Pour consulter les recommandations de Santé Canada ainsi que celles d’autres organisations de santé concernant les moisissures en milieu résidentiel :

Lignes directrices sur la qualité de l'air intérieur résidentiel : moisissures (Santé Canada, 2007).

Position statement on mold and dampness in the built environment (AIHA, 2013, p. 3-4).

Position document on limiting indoor mold and dampness in buildings (ASHRAE, 2013, p. 3).

WHO guidelines for indoor air quality : dampness and mould (OMS, 2009, p. 94). Les lignes directrices de l’OMS sont également énoncées dans le résumé exécutif en français (p. 3-4).

Damp indoor spaces and health (IOM, 2004, p. 14).

Les risques à la santé associés à la présence de moisissures en milieu intérieur (INSPQ, 2002, p. 12 et 85).

Encadré 1 : Contextes particuliers en milieu de travail

Des concentrations seuils sont parfois utilisées à titre indicatif dans un contexte de santé au travail pour la protection de la santé des travailleurs.
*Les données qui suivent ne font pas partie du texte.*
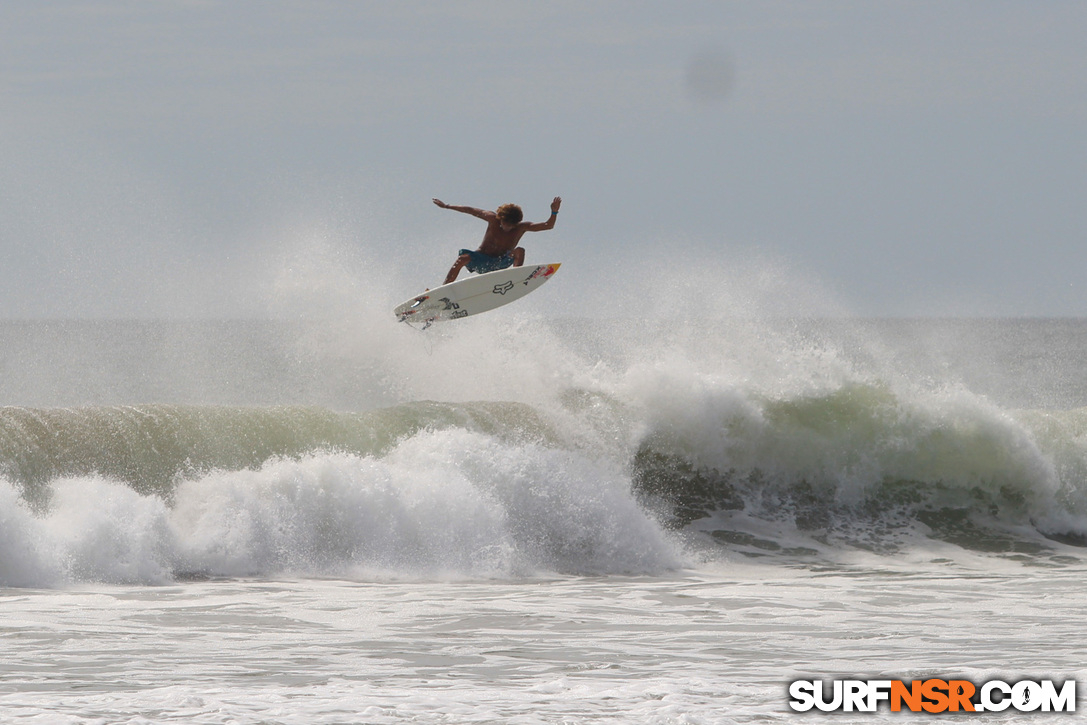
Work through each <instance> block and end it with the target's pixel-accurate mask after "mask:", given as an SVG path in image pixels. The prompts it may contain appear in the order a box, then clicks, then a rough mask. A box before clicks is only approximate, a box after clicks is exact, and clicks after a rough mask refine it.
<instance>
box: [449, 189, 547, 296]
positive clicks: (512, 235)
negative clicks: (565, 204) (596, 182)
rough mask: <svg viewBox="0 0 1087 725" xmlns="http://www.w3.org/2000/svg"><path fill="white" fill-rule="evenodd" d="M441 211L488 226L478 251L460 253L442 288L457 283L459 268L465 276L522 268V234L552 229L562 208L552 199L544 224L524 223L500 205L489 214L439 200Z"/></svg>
mask: <svg viewBox="0 0 1087 725" xmlns="http://www.w3.org/2000/svg"><path fill="white" fill-rule="evenodd" d="M434 203H436V204H437V205H438V207H440V208H441V209H452V210H453V211H454V212H461V213H463V214H472V216H478V217H479V218H482V220H483V221H484V222H486V223H487V230H486V232H485V233H484V235H483V242H482V243H480V245H479V249H477V250H476V251H472V250H471V249H462V250H461V253H460V257H458V258H457V261H455V262H454V263H453V266H452V267H451V268H450V270H449V274H448V275H446V282H445V284H447V285H448V284H449V283H451V282H453V280H455V279H457V275H459V274H460V273H461V267H464V266H466V267H467V268H468V272H475V273H476V274H483V273H484V272H495V271H496V270H504V268H505V267H508V266H511V265H512V266H521V265H522V264H524V263H525V250H524V248H523V247H517V243H518V242H520V241H521V237H523V236H524V235H525V232H543V230H546V229H553V228H554V221H555V217H557V216H559V205H560V204H562V197H555V198H554V201H552V202H551V216H550V217H549V218H548V221H546V222H523V221H522V220H523V218H524V212H522V211H521V207H518V205H516V204H502V205H501V207H499V208H498V209H497V210H495V211H492V212H490V211H485V210H483V209H476V208H474V207H453V205H451V204H447V203H446V202H445V201H441V200H440V199H435V200H434Z"/></svg>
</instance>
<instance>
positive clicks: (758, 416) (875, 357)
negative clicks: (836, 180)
mask: <svg viewBox="0 0 1087 725" xmlns="http://www.w3.org/2000/svg"><path fill="white" fill-rule="evenodd" d="M388 307H389V308H390V309H391V305H388ZM537 310H538V308H535V307H534V305H532V304H528V303H524V304H522V305H521V307H515V305H511V308H510V309H509V310H503V311H499V312H495V313H489V314H487V315H482V316H479V317H476V318H467V320H463V321H458V322H455V323H448V324H441V325H436V326H435V327H433V328H432V329H428V330H426V332H425V333H420V332H417V330H415V329H412V328H410V327H407V326H404V325H398V324H397V323H396V322H395V321H393V318H392V316H391V314H388V315H380V316H378V315H368V314H345V315H343V316H340V317H323V318H318V317H313V318H302V317H300V318H292V320H288V321H277V322H259V321H245V320H241V321H218V322H210V321H204V322H186V321H164V320H130V321H28V322H14V321H10V322H2V323H0V403H2V405H3V407H2V408H0V651H2V652H3V655H2V657H0V721H2V722H5V723H8V722H12V723H65V724H74V723H80V724H83V723H88V724H89V723H96V724H98V723H187V724H190V723H201V724H202V723H207V724H213V723H214V724H227V723H230V724H234V723H254V724H255V723H268V724H270V723H284V724H286V723H299V724H302V723H305V724H308V725H310V724H318V723H377V724H380V723H390V724H392V723H525V724H527V723H661V724H663V723H677V724H679V723H683V724H696V723H772V722H783V721H792V720H800V721H803V720H809V721H811V720H812V718H820V715H819V714H817V713H815V714H813V713H807V714H803V713H799V712H795V711H794V710H792V709H791V708H790V704H789V701H790V695H789V687H790V684H791V683H794V682H795V680H803V679H813V680H814V679H819V680H824V682H826V683H829V682H830V680H835V679H860V680H867V679H889V680H903V682H907V683H909V682H911V680H914V679H921V680H924V679H928V678H939V679H944V680H949V679H964V680H970V682H971V683H974V684H977V685H982V684H983V683H986V682H990V680H994V679H1000V680H1004V682H1008V683H1016V682H1021V680H1035V682H1038V680H1042V679H1052V680H1055V682H1064V680H1069V679H1074V680H1077V682H1083V680H1085V679H1087V666H1085V664H1084V659H1083V654H1082V653H1083V651H1084V648H1083V639H1082V637H1083V634H1082V633H1083V624H1084V621H1085V614H1084V607H1083V601H1084V595H1085V586H1084V582H1085V580H1087V576H1085V575H1087V555H1085V554H1087V548H1085V547H1087V365H1085V360H1087V321H1085V320H984V318H977V320H974V318H969V320H853V318H834V317H827V318H803V317H797V316H757V315H752V316H735V317H730V316H727V315H722V314H720V313H717V312H716V310H715V309H712V308H711V309H708V310H705V311H704V312H705V314H700V311H699V310H697V309H689V310H686V311H685V314H684V315H683V316H682V317H679V318H680V320H682V322H676V321H675V320H673V318H669V317H666V316H653V317H649V318H633V317H630V316H629V310H628V309H624V310H615V315H614V316H609V314H608V312H609V311H608V310H602V309H597V310H595V314H594V315H592V317H591V318H590V317H589V316H583V317H577V316H570V317H565V318H561V320H553V321H547V320H540V318H539V317H538V316H534V314H533V313H534V312H536V311H537ZM624 315H625V316H624ZM1080 691H1082V686H1080ZM964 716H965V717H972V718H973V720H974V721H976V722H983V721H985V720H986V718H989V720H994V718H998V720H1001V721H1004V720H1008V721H1012V720H1014V722H1052V721H1053V720H1054V718H1061V717H1062V715H1057V714H1054V713H1051V712H1044V711H1041V710H1030V711H1024V712H1017V711H1007V712H1004V713H1003V714H1001V715H985V714H983V715H973V716H970V715H963V714H958V715H954V714H945V715H933V714H928V713H920V714H914V713H909V712H904V711H903V712H891V711H890V710H889V708H888V705H887V703H884V704H883V705H882V708H880V709H879V711H878V712H876V713H867V712H838V713H837V714H835V715H833V720H834V721H835V722H842V723H852V722H872V721H883V720H889V721H892V722H896V721H902V722H932V721H933V717H937V718H941V717H948V718H954V720H959V718H961V717H964ZM1063 717H1066V715H1064V716H1063Z"/></svg>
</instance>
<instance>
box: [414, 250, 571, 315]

Ces valeurs sont peu susceptibles de se retrouver dans un milieu autre qu’industriel (ex. : milieu résidentiel, milieu scolaire, édifices de bureaux), et elles ont été établies pour une population de travailleurs dont les caractéristiques physiques (ex. : état de santé, sensibilité) sont jugées différentes par rapport à d’autres groupes de population (ex. : enfants dans une garderie ou une école, patients dans un hôpital). Elles ont été proposées afin de déterminer la nécessité d’avoir recours à des équipements de protection respiratoire (ex. : port de respirateurs ou installation de systèmes d’épuration d’air) pour protéger la santé respiratoire des travailleurs (22). Conséquemment, elles ne représentent pas une valeur limite pour les microorganismes présents dans l’air et ne s’appliquent que dans certains contextes, en milieu de travail.


[1]     Basées sur les connaissances scientifiques actuelles, les lignes directrices de Santé Canada font office de recommandations afin de guider les stratégies visant à réduire les risques à la santé associés aux contaminants de l’air intérieur.